Constipated? Why Doesn’t Your Colon Work?

Constipated? Why Doesn’t Your Colon Work?

I’ll bet that if you have been experiencing constipation on a regular basis and have looked for solutions, you’ve heard a million times that you should drink more water and eat more fiber. While that is good advice and works for many people,  there are just as many who remain constipated after following this advice because their constipation is caused by something else.

Let’s look further at this condition and see what some of the underlying issues could be aside from dehydration and lack of dietary fiber.

Magnesium Deficiency

Magnesium is a mineral that is not stored in our body and must be replenished daily by diet or supplementation, yet many people do not get enough magnesium and don’t even know it. Magnesium is responsible for more than 300 biochemical reactions in the body according to the National Institutes of Health. That means that by the time food reaches the colon, there is no magnesium left. Magnesium is needed in the colon to help soften the stool by retaining water in the colon. This makes stool easier to pass and improves bowel regularity. For many people, a daily magnesium supplement works wonders for constipation.

Vitamin B Deficiency

B vitamins help to induce peristalsis, the wave-like contraction of the digestive tract that propels food through the colon. Some people experience slowed peristalsis due to a lack of B vitamins, which trigger the nervous system to produce effective bowel contractions and muscle tone. B vitamin deficiencies affect many people due to their inability to absorb this nutrient from the food they eat or due to a lack of B vitamins from their diet.

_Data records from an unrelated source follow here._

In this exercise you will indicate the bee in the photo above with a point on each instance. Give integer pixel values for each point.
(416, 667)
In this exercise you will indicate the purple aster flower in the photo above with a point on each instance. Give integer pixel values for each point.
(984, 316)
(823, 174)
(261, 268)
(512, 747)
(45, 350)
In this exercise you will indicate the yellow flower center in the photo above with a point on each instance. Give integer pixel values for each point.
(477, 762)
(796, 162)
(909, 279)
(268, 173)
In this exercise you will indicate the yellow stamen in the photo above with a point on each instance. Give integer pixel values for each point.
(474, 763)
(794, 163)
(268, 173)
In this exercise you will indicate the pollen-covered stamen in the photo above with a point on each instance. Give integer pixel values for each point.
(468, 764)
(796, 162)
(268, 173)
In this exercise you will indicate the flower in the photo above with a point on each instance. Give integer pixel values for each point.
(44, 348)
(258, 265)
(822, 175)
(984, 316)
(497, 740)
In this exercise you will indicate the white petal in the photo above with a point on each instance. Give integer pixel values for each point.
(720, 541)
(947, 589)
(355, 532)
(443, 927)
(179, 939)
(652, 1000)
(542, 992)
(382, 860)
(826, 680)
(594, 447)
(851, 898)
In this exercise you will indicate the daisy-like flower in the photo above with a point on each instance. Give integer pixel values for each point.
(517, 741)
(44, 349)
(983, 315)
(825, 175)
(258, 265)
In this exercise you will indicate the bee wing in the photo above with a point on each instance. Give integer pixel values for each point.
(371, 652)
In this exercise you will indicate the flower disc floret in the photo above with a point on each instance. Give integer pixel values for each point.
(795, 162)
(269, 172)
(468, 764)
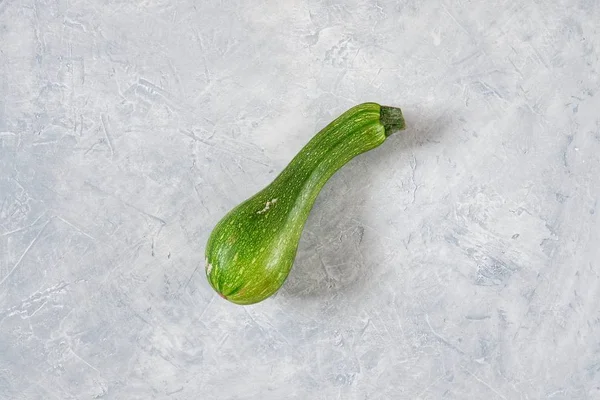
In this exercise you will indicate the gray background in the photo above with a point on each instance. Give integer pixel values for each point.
(457, 261)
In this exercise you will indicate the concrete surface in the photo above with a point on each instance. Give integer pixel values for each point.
(460, 260)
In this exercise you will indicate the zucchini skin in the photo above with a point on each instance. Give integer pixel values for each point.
(251, 250)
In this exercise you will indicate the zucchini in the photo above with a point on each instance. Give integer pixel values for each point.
(251, 250)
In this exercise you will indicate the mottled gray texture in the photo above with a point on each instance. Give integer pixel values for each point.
(460, 260)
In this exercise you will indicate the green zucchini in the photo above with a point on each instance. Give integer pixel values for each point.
(251, 250)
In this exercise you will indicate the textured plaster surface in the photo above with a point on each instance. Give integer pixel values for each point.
(460, 260)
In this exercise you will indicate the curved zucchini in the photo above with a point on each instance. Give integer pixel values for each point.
(251, 250)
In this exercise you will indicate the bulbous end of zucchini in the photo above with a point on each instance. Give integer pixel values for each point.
(392, 119)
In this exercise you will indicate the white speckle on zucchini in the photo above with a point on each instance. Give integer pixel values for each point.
(267, 206)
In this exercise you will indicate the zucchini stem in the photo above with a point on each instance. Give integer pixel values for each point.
(392, 119)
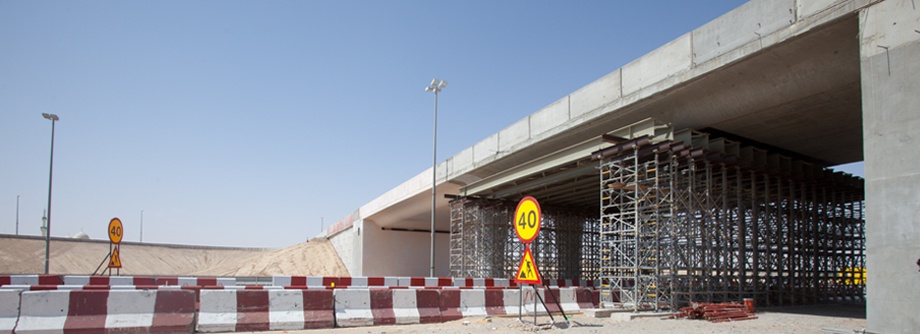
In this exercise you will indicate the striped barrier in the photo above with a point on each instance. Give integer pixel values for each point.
(312, 281)
(30, 280)
(114, 280)
(370, 307)
(427, 282)
(264, 310)
(150, 311)
(9, 310)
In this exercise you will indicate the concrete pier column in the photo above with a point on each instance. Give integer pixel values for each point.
(889, 33)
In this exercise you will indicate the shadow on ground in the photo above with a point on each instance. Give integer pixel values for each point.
(850, 310)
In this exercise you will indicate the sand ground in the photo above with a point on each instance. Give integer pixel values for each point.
(25, 255)
(838, 318)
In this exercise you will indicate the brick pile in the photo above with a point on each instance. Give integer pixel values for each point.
(715, 312)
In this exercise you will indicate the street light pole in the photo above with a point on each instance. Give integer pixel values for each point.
(54, 118)
(17, 214)
(436, 86)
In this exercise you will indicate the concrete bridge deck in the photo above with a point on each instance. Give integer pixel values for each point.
(827, 81)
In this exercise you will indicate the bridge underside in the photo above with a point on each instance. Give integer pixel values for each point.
(743, 207)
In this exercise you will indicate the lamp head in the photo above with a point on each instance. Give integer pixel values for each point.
(436, 85)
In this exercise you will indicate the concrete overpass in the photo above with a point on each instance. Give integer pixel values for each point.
(826, 81)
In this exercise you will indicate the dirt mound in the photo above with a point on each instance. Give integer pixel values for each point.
(26, 254)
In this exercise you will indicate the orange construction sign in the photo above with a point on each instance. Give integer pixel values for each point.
(115, 259)
(527, 272)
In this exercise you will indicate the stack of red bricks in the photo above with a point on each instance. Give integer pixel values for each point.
(715, 312)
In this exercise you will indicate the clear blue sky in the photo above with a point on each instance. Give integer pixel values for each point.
(243, 123)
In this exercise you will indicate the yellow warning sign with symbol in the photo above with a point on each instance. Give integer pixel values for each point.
(527, 272)
(115, 259)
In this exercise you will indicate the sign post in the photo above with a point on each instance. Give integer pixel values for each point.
(527, 220)
(116, 232)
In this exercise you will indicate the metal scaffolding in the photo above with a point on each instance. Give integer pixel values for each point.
(684, 216)
(483, 243)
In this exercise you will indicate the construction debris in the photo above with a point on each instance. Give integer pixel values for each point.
(714, 312)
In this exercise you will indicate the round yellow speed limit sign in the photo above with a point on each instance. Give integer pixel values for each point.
(527, 218)
(115, 230)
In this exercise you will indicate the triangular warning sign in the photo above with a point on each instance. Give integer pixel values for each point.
(115, 260)
(527, 271)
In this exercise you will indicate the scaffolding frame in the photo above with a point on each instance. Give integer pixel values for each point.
(707, 219)
(483, 242)
(685, 217)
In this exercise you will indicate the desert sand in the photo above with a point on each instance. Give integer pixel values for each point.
(835, 318)
(25, 255)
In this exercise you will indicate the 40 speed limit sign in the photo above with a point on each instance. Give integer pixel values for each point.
(527, 219)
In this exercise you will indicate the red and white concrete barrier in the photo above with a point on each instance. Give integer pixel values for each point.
(312, 281)
(30, 280)
(9, 310)
(369, 307)
(150, 311)
(374, 282)
(264, 310)
(417, 282)
(461, 303)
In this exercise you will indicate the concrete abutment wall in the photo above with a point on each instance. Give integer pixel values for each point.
(890, 74)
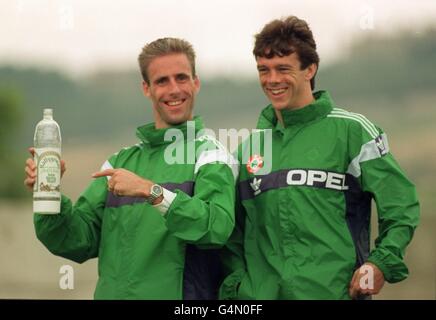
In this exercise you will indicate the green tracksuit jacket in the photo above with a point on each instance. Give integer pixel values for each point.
(142, 253)
(303, 227)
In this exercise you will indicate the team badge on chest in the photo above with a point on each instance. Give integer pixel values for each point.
(255, 163)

Depression is another important underlying reason for constipation. We now know from scientific studies on the human microbiome that the gut and the brain are closely connected. The question is: what comes first the chicken or the egg? Many people who suffer from depression have constipation and vice versa. The bacterial balance of the gut plays an important role in both conditions.

Food Sensitivities

Food sensitivities to gluten, dairy, and other foods can certainly make a person constipated. This process develops quietly in most people over a long period of time. Many people tolerate foods early in life, but as they age food sensitivities will begin to show up as many different chronic health symptoms and conditions, constipation being one of them.

Elimination Position

Your body’s position during elimination is so important. In Western civilized cultures we sit on a standard toilet, but in most indigenous cultures they squat. (By the way, the incidence of digestive conditions such as colon cancer, hemorrhoids, diverticulosis, IBD, and IBS in these cultures is very low). While it may sound primitive, the squatting position places pressure on the lower abdomen, which helps to facilitate a bowel movement. Fortunately, you can purchase a “poop stool” to use with your toilet, which elevates your feet to mimic the squatting position. This can make a big difference on your bowel elimination.

Thyroid Function

Lastly, the thyroid plays a big role in constipation, especially hypothyroidism, or low thyroid function. If the body were a car, the thyroid would be considered the spark plug. If the thyroid is sluggish, the colon will be sluggish. If you have ruled out all the above factors, please get your thyroid function checked. I recommend that you see an integrative or functional medicine doctor who can determine whether you have subclinical hypothyroidism, something that many conventional doctors miss.

waterslideWhen the colon is slow, waste is not properly eliminated from the body. As a consequence, prolonged bacterial fermentation of retained waste produces harmful or poisonous chemicals that can be absorbed into the blood stream, triggering a host of chronic symptoms and health conditions.

The bottom line: your poop should come out of you like a child sliding down a water slide—a slight push and out it goes. You will want to do what you can to achieve bowel regularity on a daily basis.